Peter of Lone Tree said...

"As a result, this country soon shall be no longer a first-world nation."
"Soon no longer" should be replaced by "is."

Rich said...

Well argued. No one else is writing about these themes anymore. We all get hung up on the word conspiracy (of which there are legion -- just watch the oil/gas/coal lobbyists in action in DC or any state cap in the country). It used to be called power elite research. In my old age, I'm convinced that most things we call conspiracy, in common usage, are actions exercised in stealth by a combo of public/private actors at the behest of either powerful bureaucrats or corporate leaders.

Anonymous said...

Speaking of conspiracy, there's an important election in Wisconsin tomorrow for State Supreme Court Justice which will test the strength of the pro-labor, anti-Gov. Walker support. Here's an interesting article about the mysterious funding of ads running for the pro-Walker candidate: Group Called "Citizens for a Strong America" Operates out of a UPS Mail Drop but Runs Expensive Ads in Supreme Court Race?
http://www.prwatch.org/news/2011/04/10534/group-called-citizens-strong-america-operates-out-ups-mail-drop-runs-expensive-ad.

If you're interested here's a web site run by the pro-labor cheeseheads: http://uppitywis.org/

Peg

Caro said...

The nutball conspiracies are some of the distractions provided by the real conspirators--the ones looting the country as if it were a company to be raided by Wall Street vultures.

Some people can be distracted by bread and circuses. Those who can't, may be distracted by useless churning of useless theories.

Carolyn Kay
MakeThemAccountable.com

Hoarseface said...

IMO, one of the prime difficulties of the left-wing conspiracy theories are they're not easily translated into easy to digest slogans or concepts. The argument that the twin towers were brought down by controlled demolition is a lot easier to convey in 3-5 minutes than, say, describing an amorphous inter-relationship between intelligence agencies, terrorist organizations and the international drug and arms trades.
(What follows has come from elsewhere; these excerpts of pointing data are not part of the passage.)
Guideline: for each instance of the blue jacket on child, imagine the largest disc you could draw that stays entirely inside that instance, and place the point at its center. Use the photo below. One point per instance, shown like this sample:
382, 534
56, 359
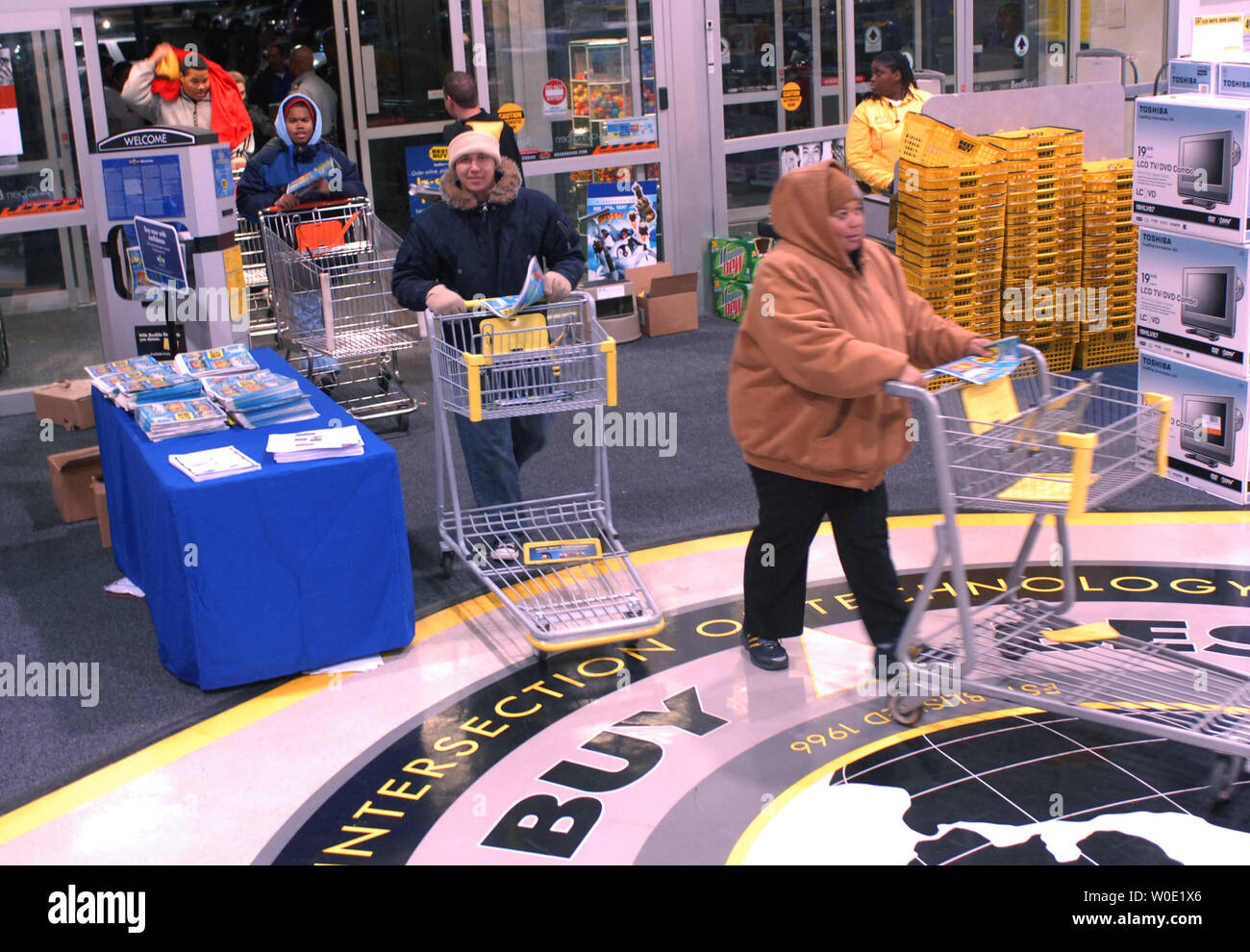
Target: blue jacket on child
280, 163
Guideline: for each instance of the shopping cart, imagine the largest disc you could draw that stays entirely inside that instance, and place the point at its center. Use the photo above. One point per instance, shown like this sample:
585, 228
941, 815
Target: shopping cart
330, 279
571, 583
251, 250
1055, 445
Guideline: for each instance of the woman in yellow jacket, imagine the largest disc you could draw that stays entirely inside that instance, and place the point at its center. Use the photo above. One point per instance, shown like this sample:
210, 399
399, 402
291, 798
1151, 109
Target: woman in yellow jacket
875, 132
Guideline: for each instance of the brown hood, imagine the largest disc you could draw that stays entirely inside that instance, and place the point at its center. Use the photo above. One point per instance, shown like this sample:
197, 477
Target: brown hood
801, 204
504, 192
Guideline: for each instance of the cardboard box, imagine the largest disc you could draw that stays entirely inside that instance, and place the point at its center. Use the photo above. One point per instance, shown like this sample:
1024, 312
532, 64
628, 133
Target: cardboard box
1191, 301
1191, 76
1207, 445
66, 402
101, 512
71, 475
666, 303
1188, 174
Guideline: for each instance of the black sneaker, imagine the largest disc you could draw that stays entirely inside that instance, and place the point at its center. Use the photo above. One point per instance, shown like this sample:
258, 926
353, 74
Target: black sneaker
766, 654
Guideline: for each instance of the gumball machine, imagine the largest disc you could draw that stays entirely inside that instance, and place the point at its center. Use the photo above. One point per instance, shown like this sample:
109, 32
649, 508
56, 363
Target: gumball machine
600, 87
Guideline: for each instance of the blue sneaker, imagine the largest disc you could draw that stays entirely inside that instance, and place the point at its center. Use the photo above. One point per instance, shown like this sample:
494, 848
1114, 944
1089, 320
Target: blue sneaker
766, 654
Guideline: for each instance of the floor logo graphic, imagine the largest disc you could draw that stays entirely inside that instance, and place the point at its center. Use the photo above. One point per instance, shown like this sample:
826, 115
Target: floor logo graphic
675, 750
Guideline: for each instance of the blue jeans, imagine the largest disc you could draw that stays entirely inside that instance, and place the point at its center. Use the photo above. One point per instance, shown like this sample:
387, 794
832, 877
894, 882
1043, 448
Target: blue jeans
495, 450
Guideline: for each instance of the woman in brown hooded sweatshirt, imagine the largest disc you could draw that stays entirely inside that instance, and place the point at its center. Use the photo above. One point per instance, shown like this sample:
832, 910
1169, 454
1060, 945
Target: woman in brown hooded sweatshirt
830, 318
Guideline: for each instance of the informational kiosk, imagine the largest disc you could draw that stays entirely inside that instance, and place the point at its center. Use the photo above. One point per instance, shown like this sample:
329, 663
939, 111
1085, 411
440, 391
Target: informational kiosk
159, 295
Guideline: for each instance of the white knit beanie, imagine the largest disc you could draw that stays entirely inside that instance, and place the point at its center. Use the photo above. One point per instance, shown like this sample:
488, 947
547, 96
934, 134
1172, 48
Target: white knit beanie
470, 142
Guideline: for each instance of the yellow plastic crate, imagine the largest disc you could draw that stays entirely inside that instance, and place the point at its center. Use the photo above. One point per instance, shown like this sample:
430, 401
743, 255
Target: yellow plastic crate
928, 141
1103, 349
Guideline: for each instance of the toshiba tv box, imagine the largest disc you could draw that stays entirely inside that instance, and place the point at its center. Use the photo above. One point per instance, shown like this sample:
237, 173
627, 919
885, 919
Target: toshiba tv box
1191, 301
1188, 172
1207, 443
1191, 76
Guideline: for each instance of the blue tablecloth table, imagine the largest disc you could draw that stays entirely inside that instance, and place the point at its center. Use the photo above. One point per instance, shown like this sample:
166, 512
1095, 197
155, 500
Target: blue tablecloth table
263, 573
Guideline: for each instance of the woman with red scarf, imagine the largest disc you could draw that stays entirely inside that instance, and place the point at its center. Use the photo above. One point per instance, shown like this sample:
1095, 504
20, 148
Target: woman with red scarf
176, 88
Another good example would be Wall Street over the past few years: make a criminal conspiracy convoluted enough and you can act it out in broad daylight.

Joseph Cannon said...

Hoarseface, you said simply what I tried, at too-great length, to say. Thanks.

Anonymous said...

The right wins the sound byte contest every time because their voters lack critical thinking skills. What galls me is those on our side who want to persuade them with logic and reason. If republican voters were either, they would be FDR Democrats.

Hoarseface said...

Glad I could be of some use! Go figure, it's one of the few comments I've left which weren't composed while drinking.